Ryanair has said it will need to make job cuts this winter after reporting a 21 per cent drop in profits for the first quarter, blaming problems with the Boeing 737 Max, low fares and Brexit uncertainty.

In a video message to staff, group CEO Michael O’Leary said the airline has 500 more pilots and 400 more cabin crew than it needs “because resignations have dried up to effectively zero since January of 2019”. He also claimed it will need 600 less pilots and cabin crew due to a shortfall of deliveries of the troubled Boeing 737 Max aircraft.

O’Leary informed staff that all of these issues combined means the carrier will potentially need to make base cuts, base closures and job cuts.

The news comes after Ryanair agreed pay increases for both pilots and crew with unions across Europe – something O’Leary said has led to higher staff costs which cut into the airline’s profits. Pilots in the UK are currently being balloted on potential strike action over “outstanding areas of concern” on pensions and other conditions.

Ryanair had already warned that it may need to cut flights or close bases due to the problems with the 737 Max, but O’Leary told staff the carrier would have to cut its aircraft and staffing numbers for the winter 2019 season.

O’Leary pointed to “the increasing likelihood of a no-deal Brexit in just 12 weeks’ time” as another cause for concern, saying the company believes such a scenario would have a damaging effect, particularly on its UK and Ireland bases.

The airline is in talks with its airport partners and unions and would announce final plans for job cuts by the end of August.
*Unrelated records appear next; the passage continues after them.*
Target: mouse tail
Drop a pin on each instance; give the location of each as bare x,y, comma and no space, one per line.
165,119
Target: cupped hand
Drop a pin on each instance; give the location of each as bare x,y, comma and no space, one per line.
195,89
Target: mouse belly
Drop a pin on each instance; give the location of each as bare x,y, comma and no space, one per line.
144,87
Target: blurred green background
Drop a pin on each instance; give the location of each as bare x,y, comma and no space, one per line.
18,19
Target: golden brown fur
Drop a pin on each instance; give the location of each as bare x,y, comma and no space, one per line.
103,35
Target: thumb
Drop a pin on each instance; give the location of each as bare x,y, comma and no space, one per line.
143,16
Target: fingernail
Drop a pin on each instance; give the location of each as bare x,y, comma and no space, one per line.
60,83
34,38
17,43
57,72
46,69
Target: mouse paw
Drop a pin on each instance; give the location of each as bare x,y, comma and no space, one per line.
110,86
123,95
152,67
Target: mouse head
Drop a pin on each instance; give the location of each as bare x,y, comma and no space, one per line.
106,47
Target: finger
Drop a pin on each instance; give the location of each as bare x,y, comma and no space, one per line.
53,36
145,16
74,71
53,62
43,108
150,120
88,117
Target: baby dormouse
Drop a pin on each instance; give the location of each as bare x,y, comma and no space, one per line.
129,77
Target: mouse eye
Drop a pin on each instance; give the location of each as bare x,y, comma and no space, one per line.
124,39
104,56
The losses will occur at the end of September and again immediately after Christmas.

O’Leary added: “Over the next couple of weeks, we’ll be doing our very best to minimise job losses, but some are simply unavoidable at this time.

“I’m sorry, and I apologise sincerely to all of you for this bad news and any uncertainty it’ll cause you over the coming weeks, but it’s being driven by the Max delivery delays and the threat of a no-deal Brexit, which are clearly huge and very uncertain challenges, which we will try to cope with as best we can while preserving as many jobs as we can.”